Another practice that has alternate roots in African regions, particularly in northeast regions, is Kemetic Yoga, which offers a blend of lying still, meditation, deep breathing, and physical motions that emulate ancient hieroglyphics, toward the goal of mind-body-spirit healing.
And finally, we have the universal breath, which we all have and can use for healing. However, a newer form of deep breathing that has a more culturally-connecting approach is one called Afro Breathwork. It is a breathing practice that combines deep breathing techniques and African rhythms, with some gentle words offered in Swahili and Yoruba.
What role does joy play in our healing, and how can we harness it right now?
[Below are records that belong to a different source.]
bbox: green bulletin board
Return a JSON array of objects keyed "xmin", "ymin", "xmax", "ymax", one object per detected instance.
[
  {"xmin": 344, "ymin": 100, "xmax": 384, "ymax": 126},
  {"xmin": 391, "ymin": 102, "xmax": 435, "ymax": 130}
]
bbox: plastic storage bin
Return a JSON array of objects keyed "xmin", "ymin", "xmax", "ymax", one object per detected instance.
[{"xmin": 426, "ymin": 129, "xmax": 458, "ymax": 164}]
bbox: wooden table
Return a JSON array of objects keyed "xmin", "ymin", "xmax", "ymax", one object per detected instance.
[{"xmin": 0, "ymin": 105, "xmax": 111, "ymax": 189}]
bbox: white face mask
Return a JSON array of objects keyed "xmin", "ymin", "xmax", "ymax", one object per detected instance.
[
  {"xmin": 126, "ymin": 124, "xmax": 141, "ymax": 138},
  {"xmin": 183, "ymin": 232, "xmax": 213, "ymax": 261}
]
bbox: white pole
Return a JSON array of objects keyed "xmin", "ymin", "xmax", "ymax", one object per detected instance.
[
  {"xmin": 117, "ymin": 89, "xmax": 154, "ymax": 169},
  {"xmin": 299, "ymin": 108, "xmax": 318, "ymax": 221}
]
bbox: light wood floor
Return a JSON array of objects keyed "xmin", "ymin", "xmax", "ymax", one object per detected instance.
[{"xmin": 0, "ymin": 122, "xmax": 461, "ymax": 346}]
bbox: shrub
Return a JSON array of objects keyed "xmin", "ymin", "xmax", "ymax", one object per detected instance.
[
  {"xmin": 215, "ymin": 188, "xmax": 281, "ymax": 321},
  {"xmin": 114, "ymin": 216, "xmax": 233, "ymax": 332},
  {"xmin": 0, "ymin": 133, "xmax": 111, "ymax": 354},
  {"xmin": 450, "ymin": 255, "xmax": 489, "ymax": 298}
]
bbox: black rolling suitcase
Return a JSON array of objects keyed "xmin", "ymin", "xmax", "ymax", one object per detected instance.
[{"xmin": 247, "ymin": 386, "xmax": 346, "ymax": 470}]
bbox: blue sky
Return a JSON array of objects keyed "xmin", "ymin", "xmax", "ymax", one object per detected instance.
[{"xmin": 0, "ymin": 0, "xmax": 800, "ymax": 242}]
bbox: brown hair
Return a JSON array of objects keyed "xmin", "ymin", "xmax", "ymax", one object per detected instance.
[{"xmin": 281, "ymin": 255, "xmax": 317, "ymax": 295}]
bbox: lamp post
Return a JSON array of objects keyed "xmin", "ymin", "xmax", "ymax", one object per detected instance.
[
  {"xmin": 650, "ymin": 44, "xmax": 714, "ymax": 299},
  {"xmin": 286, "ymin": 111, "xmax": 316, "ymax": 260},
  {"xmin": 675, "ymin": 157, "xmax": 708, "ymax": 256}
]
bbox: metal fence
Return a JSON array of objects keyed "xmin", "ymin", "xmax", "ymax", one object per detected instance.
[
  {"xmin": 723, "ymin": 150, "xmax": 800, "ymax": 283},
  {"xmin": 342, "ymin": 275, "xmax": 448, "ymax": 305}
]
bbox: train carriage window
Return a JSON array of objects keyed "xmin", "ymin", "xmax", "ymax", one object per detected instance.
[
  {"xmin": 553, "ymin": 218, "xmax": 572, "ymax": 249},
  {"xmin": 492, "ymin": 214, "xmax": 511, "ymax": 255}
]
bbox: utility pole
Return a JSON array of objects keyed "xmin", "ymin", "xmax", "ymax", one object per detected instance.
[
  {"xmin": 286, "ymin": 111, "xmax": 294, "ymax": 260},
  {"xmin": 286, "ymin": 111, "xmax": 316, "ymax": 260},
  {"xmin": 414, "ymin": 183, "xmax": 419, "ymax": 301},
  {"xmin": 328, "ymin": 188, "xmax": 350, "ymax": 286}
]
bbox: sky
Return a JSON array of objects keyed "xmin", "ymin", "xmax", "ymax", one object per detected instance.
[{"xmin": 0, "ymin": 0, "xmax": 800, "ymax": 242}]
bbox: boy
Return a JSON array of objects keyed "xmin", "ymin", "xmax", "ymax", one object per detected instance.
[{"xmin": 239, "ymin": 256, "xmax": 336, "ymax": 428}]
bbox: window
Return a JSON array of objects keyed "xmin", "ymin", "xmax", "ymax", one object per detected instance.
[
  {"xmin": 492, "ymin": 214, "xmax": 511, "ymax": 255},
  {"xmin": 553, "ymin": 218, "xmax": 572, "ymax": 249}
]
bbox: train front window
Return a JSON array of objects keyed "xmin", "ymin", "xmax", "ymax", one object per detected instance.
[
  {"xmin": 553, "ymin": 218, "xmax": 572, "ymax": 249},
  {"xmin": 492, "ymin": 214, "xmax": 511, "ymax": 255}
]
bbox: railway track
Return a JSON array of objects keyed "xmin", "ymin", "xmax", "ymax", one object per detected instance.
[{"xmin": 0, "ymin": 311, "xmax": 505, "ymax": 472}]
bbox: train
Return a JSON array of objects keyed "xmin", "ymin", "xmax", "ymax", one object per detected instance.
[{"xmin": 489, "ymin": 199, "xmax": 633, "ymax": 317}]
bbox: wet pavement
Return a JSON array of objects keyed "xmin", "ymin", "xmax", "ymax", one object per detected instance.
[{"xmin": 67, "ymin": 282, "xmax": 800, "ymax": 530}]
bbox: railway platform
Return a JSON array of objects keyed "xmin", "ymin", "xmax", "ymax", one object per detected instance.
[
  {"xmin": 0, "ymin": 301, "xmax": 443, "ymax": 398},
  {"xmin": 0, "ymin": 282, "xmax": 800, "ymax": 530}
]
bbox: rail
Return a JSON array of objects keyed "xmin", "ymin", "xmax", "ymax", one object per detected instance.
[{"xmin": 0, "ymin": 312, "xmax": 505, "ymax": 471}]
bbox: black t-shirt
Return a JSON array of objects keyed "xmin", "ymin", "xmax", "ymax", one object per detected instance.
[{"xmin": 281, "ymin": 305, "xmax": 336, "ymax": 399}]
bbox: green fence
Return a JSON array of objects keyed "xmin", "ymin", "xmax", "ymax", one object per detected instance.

Joy is not only critical for our healing, but essential for vitality of life and longevity. Small pockets of joy and laughter have been known to increase our emotional resilience, decrease the ways our bodies internalize stress, help us feel more connected to others, and even change our brains in the long term. There are so many benefits of adding joy to our day and it’s simpler than most of us think. I usually like to start asking people “What brings you joy?” Perhaps it’s your child or grandchild’s smile. For some it’s a funny pet video. For others it’s an old joke that hasn’t lost its effect because it’s truly that funny. Then I ask them to try it, today. So, if you’re lost on how to increase joy, all you have to do is look at the small things in life that already offer that and replicate that experience over and over.